The model is too large for Solver, so OpenSolver is required. An optimal solution is found in a few seconds.
The optimal solution, which we'll call Scenario A, is shown in Figure 7. This solution does not use either of the optional constraints.
Key points to note:
- Total team points equal 1,184.96, which is substantially better than the best random solution shown in Figure 3.
- The model used almost all the budget, leaving just 0.08% unused.
- Six of the top ten ranked players are selected, though the player ranked #1 is not selected.
- The lowest-ranked player is #45. This is lower than most people would select manually, though this player's points value is close to the average of the 100 available players.
The Scenario A solution looks like an excellent team. However, we might be uncomfortable with the selection of the #45th ranked player. So, we can explore alternative solutions by using the optional maximum rank and required player constraints.
Selecting some values for those constraints leads to the following scenarios:
- Scenario A: Maximum rank 100, no required players. Points = 1,184.96. Doesn't select rank #1. Lowest rank is #45.
- Scenario B: Maximum rank 30, no required players. Points = 1,183.00. Doesn't select rank #1 or #2. Lowest rank is #26.
- Scenario C: Maximum rank 100, require players rank #1 and #2. Points = 1,171.90. Lowest rank is #50.
- Scenario D: Maximum rank 30, require players rank #1 and #2. Points = 1,153.72. Lowest rank is #30.
These scenarios illustrate some of the trade-offs that need to be made when selecting a fantasy sports team. Selecting high-ranked players will typically force the inclusion of lower-ranked players, so that we can stay within the budget constraint. This may reduce the overall points value of the team.

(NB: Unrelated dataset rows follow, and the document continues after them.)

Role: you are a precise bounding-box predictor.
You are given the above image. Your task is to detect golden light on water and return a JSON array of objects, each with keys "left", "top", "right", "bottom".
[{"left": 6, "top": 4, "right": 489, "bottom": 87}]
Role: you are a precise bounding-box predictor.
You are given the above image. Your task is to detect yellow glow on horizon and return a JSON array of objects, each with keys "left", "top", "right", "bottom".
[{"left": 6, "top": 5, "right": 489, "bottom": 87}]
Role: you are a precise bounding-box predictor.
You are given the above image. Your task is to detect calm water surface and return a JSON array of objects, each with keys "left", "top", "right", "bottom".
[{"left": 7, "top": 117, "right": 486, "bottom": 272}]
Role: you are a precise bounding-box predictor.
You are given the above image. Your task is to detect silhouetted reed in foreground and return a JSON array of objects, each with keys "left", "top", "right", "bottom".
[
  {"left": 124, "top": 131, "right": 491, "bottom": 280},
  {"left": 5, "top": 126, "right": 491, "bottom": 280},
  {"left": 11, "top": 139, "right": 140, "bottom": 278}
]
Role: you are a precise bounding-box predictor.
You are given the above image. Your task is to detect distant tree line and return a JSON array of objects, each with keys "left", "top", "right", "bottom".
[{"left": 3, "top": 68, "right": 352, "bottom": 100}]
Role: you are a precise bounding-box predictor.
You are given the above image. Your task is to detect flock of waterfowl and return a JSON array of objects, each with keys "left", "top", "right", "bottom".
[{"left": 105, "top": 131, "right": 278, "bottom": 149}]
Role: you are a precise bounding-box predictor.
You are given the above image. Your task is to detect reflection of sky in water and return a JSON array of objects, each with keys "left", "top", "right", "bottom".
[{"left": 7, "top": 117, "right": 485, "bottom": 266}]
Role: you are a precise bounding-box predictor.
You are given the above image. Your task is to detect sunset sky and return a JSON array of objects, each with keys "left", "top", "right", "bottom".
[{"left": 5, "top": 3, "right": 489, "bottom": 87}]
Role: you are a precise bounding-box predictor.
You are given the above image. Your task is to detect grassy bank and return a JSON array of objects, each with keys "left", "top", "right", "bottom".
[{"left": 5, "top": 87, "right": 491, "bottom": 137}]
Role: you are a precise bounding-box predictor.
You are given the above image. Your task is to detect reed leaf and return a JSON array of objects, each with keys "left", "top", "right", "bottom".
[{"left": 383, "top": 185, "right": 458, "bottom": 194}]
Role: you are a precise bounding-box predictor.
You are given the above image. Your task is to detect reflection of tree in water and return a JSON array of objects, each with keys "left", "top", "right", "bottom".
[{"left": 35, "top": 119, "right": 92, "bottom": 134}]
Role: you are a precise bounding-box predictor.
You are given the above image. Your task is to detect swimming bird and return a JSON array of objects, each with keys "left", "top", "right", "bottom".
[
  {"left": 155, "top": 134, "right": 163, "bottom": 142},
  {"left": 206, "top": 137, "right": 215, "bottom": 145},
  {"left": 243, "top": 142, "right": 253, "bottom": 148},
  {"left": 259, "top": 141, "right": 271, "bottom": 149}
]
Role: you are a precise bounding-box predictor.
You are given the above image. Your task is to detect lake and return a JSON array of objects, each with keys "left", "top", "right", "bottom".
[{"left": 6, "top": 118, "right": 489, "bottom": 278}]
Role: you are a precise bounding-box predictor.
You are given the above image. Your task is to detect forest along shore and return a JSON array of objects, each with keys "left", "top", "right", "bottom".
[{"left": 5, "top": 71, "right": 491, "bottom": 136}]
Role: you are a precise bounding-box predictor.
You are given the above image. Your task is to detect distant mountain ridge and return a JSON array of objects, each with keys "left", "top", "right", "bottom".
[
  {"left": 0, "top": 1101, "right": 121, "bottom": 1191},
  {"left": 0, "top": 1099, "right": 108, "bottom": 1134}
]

If we try to constrain the model too much, then it is likely that we'll make the model infeasible. For example, if we set the maximum rank to 25, then there is no feasible combination of the player position constraints within the given team budget. If we had a larger budget, then a team is possible – but with a budget of \$80,000 it is not.

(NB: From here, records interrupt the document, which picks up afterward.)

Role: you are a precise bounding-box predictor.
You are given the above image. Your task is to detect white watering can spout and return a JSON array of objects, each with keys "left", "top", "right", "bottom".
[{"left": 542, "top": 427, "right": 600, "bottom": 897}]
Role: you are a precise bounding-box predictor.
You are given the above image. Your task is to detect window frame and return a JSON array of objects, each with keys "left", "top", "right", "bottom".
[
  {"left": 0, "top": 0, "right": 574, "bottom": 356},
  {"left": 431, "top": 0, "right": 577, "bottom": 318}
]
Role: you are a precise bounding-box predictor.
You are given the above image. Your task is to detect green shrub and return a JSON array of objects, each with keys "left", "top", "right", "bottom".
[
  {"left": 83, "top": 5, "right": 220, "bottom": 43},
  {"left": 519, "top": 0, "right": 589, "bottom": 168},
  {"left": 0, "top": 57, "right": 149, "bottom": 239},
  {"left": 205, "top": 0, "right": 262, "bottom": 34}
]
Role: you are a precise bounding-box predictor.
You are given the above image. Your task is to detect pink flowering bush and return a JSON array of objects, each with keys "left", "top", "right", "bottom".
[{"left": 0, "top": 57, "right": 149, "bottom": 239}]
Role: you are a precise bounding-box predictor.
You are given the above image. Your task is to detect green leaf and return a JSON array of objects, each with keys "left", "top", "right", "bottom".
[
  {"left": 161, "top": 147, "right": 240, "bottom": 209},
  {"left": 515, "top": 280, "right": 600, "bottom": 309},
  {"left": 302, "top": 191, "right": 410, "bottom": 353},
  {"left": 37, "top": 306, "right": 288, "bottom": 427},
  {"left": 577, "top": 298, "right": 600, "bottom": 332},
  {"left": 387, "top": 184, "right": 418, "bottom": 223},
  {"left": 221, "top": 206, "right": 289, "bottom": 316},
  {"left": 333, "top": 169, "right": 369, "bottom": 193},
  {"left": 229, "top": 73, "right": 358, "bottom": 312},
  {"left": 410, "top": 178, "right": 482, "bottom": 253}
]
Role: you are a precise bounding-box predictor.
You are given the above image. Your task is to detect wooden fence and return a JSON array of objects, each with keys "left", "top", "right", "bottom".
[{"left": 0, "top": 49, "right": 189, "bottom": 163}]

It is a judgement call as to whether any of the alternative scenarios are preferred over Scenario A. In particular, Scenario B might be attractive, as it avoids the player with a rank of #45, with only a small reduction in total points for the team – though it doesn't select either of the two highest-ranked players. Conversely, requiring the players ranked #1 and #2 significantly reduces the total team points, due to the relatively high price of those two players using so much of our limited budget.
Many other alternative scenarios are possible. The art of playing fantasy sports is making judgements about subtle trade-offs between the various attributes of the team, informed by an optimization model such as this one.
Optimal points given a range of budgets
Finally, it is likely that the game organizers set the team budget at a level that constrains the player selection choices, to make the game more interesting.
In this example, the game organizers set the budget at \$80,000. To see the effect of the budget constraint, Figure 8 shows the optimal points for budgets that vary from \$60,000 to \$100,000.
The optimal team points increase until the budget reaches \$89,554. Above that amount, the budget constraint is no longer binding. Instead, the solutions are constrained by the available players and the position constraints, leading to a constant optimal objective function value of 1,253.81 points.
This model is an example of selecting an optimal fantasy sports team in Excel.
Using an optimization model to pick a fantasy sports team doesn't guarantee success, but it does improve the odds.